Given to Fly (Day 262)

As I write this, I am waiting at a Wawa in asbury park, Nj. A shirtless man (well, topless to be exact, he is wearing a shirt on his head) just busted in and demanded to know where the marinara sauce was. 


He asked three times and then, when someone pointed, he happily went off for his marinara sauce (I mean I assume so.).


I cannot stop laughing about his request. 


It is wawa. At midnight. You don’t need marinara sauce, you need to go home! 


Last night at this time, I was deep in the pit of grief. Tonight, I find myself smiling about being in the pit at Pearl Jam.

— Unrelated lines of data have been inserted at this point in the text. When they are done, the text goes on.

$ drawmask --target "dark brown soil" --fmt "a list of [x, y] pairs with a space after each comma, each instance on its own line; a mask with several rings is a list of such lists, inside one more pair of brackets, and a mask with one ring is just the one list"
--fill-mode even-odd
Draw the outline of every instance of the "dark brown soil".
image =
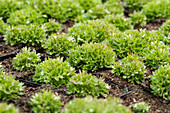
[[[128, 13], [128, 11], [127, 11]], [[165, 22], [167, 19], [157, 19], [154, 21], [151, 21], [149, 24], [144, 26], [143, 28], [146, 28], [147, 30], [156, 30], [158, 29], [163, 22]], [[74, 22], [67, 21], [65, 22], [62, 27], [62, 32], [67, 33], [68, 28], [72, 27], [74, 25]], [[140, 28], [136, 28], [140, 29]], [[1, 38], [2, 39], [2, 38]], [[21, 48], [24, 47], [23, 45], [19, 46], [9, 46], [5, 45], [5, 42], [0, 40], [0, 57], [4, 55], [13, 54], [16, 52], [20, 52]], [[40, 53], [40, 56], [42, 57], [49, 57], [48, 54], [45, 53], [45, 51], [41, 47], [31, 47], [32, 49], [38, 50]], [[66, 103], [68, 103], [70, 100], [74, 99], [74, 95], [67, 95], [66, 93], [66, 87], [60, 87], [57, 89], [53, 89], [51, 85], [41, 85], [38, 83], [34, 83], [32, 81], [32, 77], [34, 74], [34, 70], [28, 70], [28, 71], [16, 71], [12, 66], [12, 60], [13, 58], [6, 58], [2, 61], [3, 69], [4, 71], [12, 75], [16, 78], [16, 80], [19, 80], [20, 82], [23, 82], [25, 85], [25, 89], [23, 92], [23, 95], [20, 96], [19, 99], [11, 99], [8, 101], [1, 101], [1, 102], [7, 102], [7, 103], [13, 103], [20, 112], [22, 113], [33, 113], [31, 110], [31, 107], [29, 106], [29, 100], [32, 95], [35, 93], [41, 92], [43, 88], [45, 89], [52, 89], [54, 94], [59, 95], [60, 99], [63, 103], [62, 108]], [[146, 102], [150, 105], [150, 113], [170, 113], [170, 101], [166, 101], [160, 97], [156, 97], [152, 94], [152, 90], [150, 89], [149, 80], [146, 80], [144, 83], [141, 83], [140, 85], [132, 84], [127, 82], [126, 80], [122, 79], [121, 77], [117, 77], [110, 73], [110, 70], [101, 71], [92, 73], [96, 77], [102, 77], [105, 79], [105, 82], [108, 83], [111, 88], [108, 93], [108, 96], [115, 96], [122, 99], [122, 104], [125, 106], [130, 106], [137, 102]], [[152, 71], [147, 68], [146, 76], [152, 75]]]

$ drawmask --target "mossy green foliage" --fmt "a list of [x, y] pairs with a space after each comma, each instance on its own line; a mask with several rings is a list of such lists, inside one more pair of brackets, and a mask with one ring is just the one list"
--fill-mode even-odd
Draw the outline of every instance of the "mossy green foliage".
[[132, 106], [133, 111], [135, 113], [148, 113], [149, 112], [149, 105], [145, 102], [135, 103]]
[[21, 43], [38, 46], [45, 40], [45, 37], [45, 28], [31, 24], [8, 27], [4, 40], [6, 44], [12, 46]]
[[129, 10], [141, 10], [143, 5], [147, 4], [150, 0], [124, 0], [125, 6]]
[[152, 0], [143, 6], [142, 11], [148, 22], [157, 18], [170, 18], [170, 0]]
[[78, 0], [78, 2], [85, 11], [88, 11], [92, 7], [102, 4], [101, 0]]
[[120, 104], [115, 97], [97, 99], [90, 96], [76, 98], [66, 104], [62, 113], [132, 113], [127, 107]]
[[83, 22], [85, 20], [101, 19], [108, 14], [110, 14], [110, 12], [104, 7], [104, 5], [97, 5], [89, 9], [87, 13], [78, 16], [75, 20], [77, 22]]
[[111, 14], [123, 15], [124, 8], [121, 5], [121, 0], [107, 0], [104, 5]]
[[77, 43], [74, 37], [68, 36], [64, 33], [53, 34], [42, 44], [42, 47], [48, 54], [56, 56], [68, 56], [69, 51], [76, 46]]
[[79, 73], [70, 79], [67, 84], [67, 93], [74, 94], [77, 97], [87, 95], [105, 97], [109, 88], [109, 85], [102, 78], [96, 78], [92, 74]]
[[116, 62], [111, 72], [117, 76], [122, 76], [129, 82], [139, 84], [140, 82], [144, 82], [146, 71], [143, 59], [132, 54]]
[[123, 15], [108, 15], [105, 16], [104, 21], [109, 22], [110, 24], [114, 24], [116, 28], [120, 31], [125, 31], [128, 29], [132, 29], [131, 20], [125, 18]]
[[41, 13], [37, 12], [32, 7], [17, 10], [10, 14], [7, 23], [10, 25], [29, 25], [29, 24], [43, 24], [47, 19]]
[[83, 7], [77, 0], [31, 0], [29, 3], [37, 11], [52, 17], [59, 22], [74, 20], [84, 13]]
[[34, 113], [59, 113], [62, 105], [60, 97], [48, 90], [33, 95], [29, 104]]
[[55, 88], [66, 85], [75, 75], [75, 70], [68, 62], [63, 62], [59, 57], [49, 58], [36, 66], [33, 81], [54, 85]]
[[115, 53], [110, 46], [102, 43], [86, 43], [70, 51], [68, 62], [76, 69], [95, 72], [111, 68], [115, 62]]
[[0, 18], [0, 35], [5, 34], [7, 25], [4, 23], [2, 18]]
[[19, 113], [13, 104], [0, 103], [0, 113]]
[[153, 38], [150, 38], [149, 32], [145, 30], [128, 30], [124, 33], [115, 33], [113, 37], [108, 38], [107, 43], [119, 58], [127, 57], [128, 53], [143, 56], [143, 49], [148, 47], [150, 42], [154, 40]]
[[158, 70], [153, 72], [150, 87], [153, 93], [166, 100], [170, 100], [170, 65], [160, 66]]
[[35, 69], [35, 66], [40, 62], [40, 56], [36, 51], [31, 51], [30, 48], [24, 47], [21, 53], [18, 53], [13, 59], [12, 64], [14, 69], [23, 71], [28, 69]]
[[56, 22], [55, 19], [49, 19], [49, 21], [44, 24], [44, 27], [46, 29], [46, 34], [48, 35], [58, 33], [62, 30], [61, 24]]
[[143, 27], [146, 25], [146, 16], [142, 12], [134, 11], [133, 14], [130, 14], [130, 19], [133, 26]]
[[170, 63], [170, 50], [163, 42], [152, 42], [144, 49], [145, 65], [152, 70]]
[[18, 0], [1, 0], [0, 3], [0, 17], [7, 19], [9, 15], [22, 8], [23, 2]]
[[169, 36], [170, 42], [170, 20], [167, 20], [159, 29], [165, 36]]
[[73, 36], [79, 44], [102, 42], [113, 36], [114, 32], [119, 32], [119, 30], [114, 25], [102, 20], [88, 20], [77, 23], [68, 30], [68, 34]]
[[0, 99], [16, 99], [22, 95], [23, 83], [14, 79], [13, 76], [6, 74], [0, 75]]

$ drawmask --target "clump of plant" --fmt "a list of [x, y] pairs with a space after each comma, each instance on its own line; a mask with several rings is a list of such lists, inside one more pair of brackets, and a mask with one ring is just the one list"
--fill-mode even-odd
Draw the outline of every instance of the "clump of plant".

(Full disclosure, it is a proverbially concert pit. I am too old to jump and push around others, who are also too old for that and might break a hip.)


Anyway, life is a wild ride, isn’t it? One moment, you are sobbing over your brother and Crystal Barbie and the next, you are rocked with joy hearing your favorite band on the planet after 3 long years without them live.


Eddie has aged; his dad jokes have become more like granddad jokes. 


But, if anything, it makes me feel young. 


I’ve loved Pearl Jam since I was 14 years old. That’s 2 years longer than I loved my husband, whom I’ve loved for what feels like my whole life. I only allowed a conversation to happen with Mike because it was about Pearl Jam and Nirvana and the Singles Soundtrack. 


Recounting how long I’ve Pearl Jam makes me feel “lived.” Their music has been there through high school and college and summers and pain and intense joy and sorrow and now, on a September Saturday, the day after I felt my lowest. Every time I listen to Pearl Jam live or on the radio I hear something new—something else that resonates with me.


Music is like that. It changes you and reaches you in places that were once closed. My brother loved music—it filled his whole body and it is no wonder there were no places in my brother that were off limits. Every piece of him was open and loving and moving to the rhythm. 


Last night, some of you thought finding his picture was a message from him. But, it felt like the universe mocking me—teasing me with my grief.


And that was not my brother. My brother was at the show tonight—he was in my husband’s last minute idea to look for tickets to the sold out show (after we had spent the day driving to early Cree practice, then at the Temple Football home opener and after that the town Block Party).  It was in my neighbor’s support picking up one kid from a late play practice. It was in the smooth ride to Asbury Park. It was in the path lit by the moon on the Atlantic Ocean-what I always called a “mermaid moon,” when I was a kid.


It was in every song that rocked through that crowd. My brother was in “Given to Fly,” when tonight I thought of David just free from the chains that held his words back. Oh how I hope he is flying. 


And tonight, it was in “Present Tense,” when I realized my grief is driven not just by sorrow and loss, but by my inability to forgive myself and live rooted, right in the present tense, which happens to be a Wawa with a bunch of 40 years old all a little sore and a lot overjoyed after a Pearl Jam Show.